Although production of synthetic hormones in Mexico predated World War I, controlling the barbasco trade in the the early to mid-1970s became a national project for the Mexican government. After reading Jungle Laboratories, I got the sense that “making the pill” was part of a larger initiative of “making a nation” consisting of “biocitizens” who were not just part of elite scientific knowledge production but were also expected to self-regulate their own population growth as part of President Luis Echeverría’s vision of a new Mexico.

While women were targeted for birth control campaigns, “male campesinos were encouraged to read agrarian law and technical manuals to become better and more productive citizens.” It is clear from these examples that women were positioned as part of the "population problem" to be acted upon by policies, whereas men were seen as the future policymakers and the population empowered by educational campaigns. Although the author could have written a feminist analysis of the nationalist projects, she did not; this is my own feminist reading taken from separate examples in the text that were separated by almost a hundred pages in Laveaga's book.
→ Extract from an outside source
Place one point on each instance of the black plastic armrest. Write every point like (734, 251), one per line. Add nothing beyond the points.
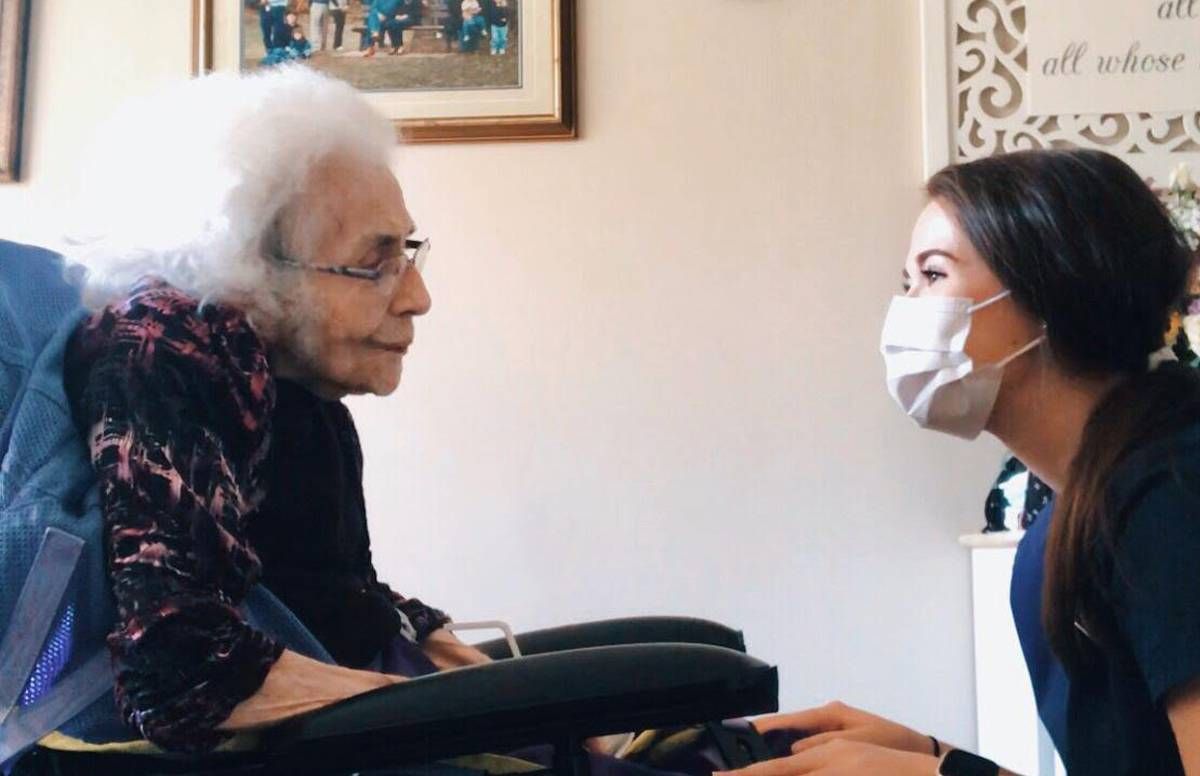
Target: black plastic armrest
(556, 698)
(639, 630)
In general, Laveaga could have drawn out more of a critical analysis. The introduction gave an anthropologist like me high hopes for the inclusion of social theories ranging from Nikolas Rose’s biocitizenship to Michael Taussig’s theories on the layering of history and the magic of the state. However, with the exception of a couple of mentions, the theoretical underpinnings to this story were almost invisible. Given its gripping narrative, and implications for social theories pulled from elsewhere, Laveaga’s book is a good buy for an undergraduate curriculum such as reproductive health and medical anthropology. It is also an engaging read for women who are curious about the political economy of the pills they are popping on a daily basis.